The machine's battery life isn't bad by 15-inch laptop standards, either. In the Battery Eater Classic test, it managed to keep running for 1 hour and 36 minutes, which is above-average. This test hammers the processor, so, under real-world usage conditions, you're like to get much longer life from the battery.
No great beauty
The dv6-3122sa is neither ugly nor beautiful, but sits somewhere in between. The case looks and feels plasticky, especially the silver strip that runs around the edge, but HP has jazzed it up by adding a geometric pattern on the lid and sculpting the corners into a pleasing rounded shape. Nevertheless, the overall look and feel of the laptop couldn't be described as 'premium'.
This laptop's display has a glossy coating. Glossy displays can sometimes be very reflective, but the one HP has used here doesn't suffer too badly from this issue. The horizontal viewing angles are pretty good too, which is handy if you want to share a movie with a mate on a plane or train.
The vertical angle is quite tight, though, so you have to fiddle about with the screen to find the sweet spot where colours and contrast remain consistent across the display. Still, the screen is quite bright and, once you've found that sweet spot, colours look rich and vibrant.
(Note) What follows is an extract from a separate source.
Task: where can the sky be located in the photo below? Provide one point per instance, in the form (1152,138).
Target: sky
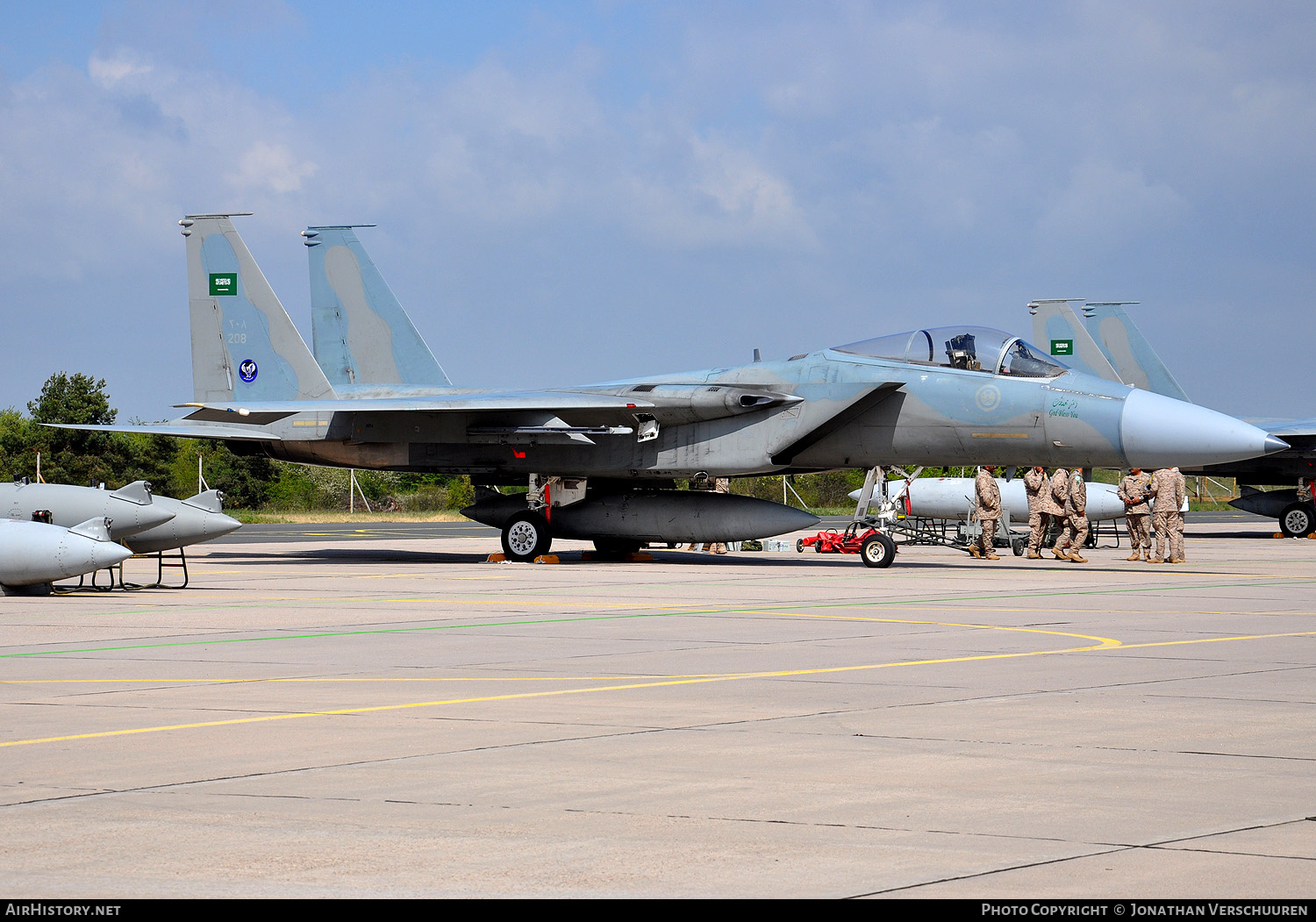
(573,192)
The keyboard and trackpad are a mixed bag. The keyboard uses isolated keys, but they're on the small side and can prove rather sticky. Also, HP has added a row of quick-launch buttons down the left-hand side of the keyboard for accessing functions like the browser and calculator. But these would have been better placed at the top of the keyboard -- we found ourselves accidentally hitting the calendar key more than once, when we were actually trying to find the Ctrl key.
We also found the trackpad to be a pain. It uses an all-in-one design, with two buttons integrated into the main surface. But the trackpad feels rather plasticky and, when you press down on it to activate the buttons, the response is far from satisfying.
The dv6-3122sa offers four USB ports, one of which doubles up as an eSATA port. There are also VGA and HDMI video outputs, and you get a memory-card reader too. Wi-Fi and Ethernet connectivity are supported, but HP hasn't added Bluetooth into the mix.
Overall, the HP Pavilion dv6-3122sa is a decent-enough laptop, but it's difficult to get excited about. It does the job, but we weren't overly enamoured with either the keyboard or the overall design. There are plenty of other laptops out there that offer better performance and build quality at a similar price.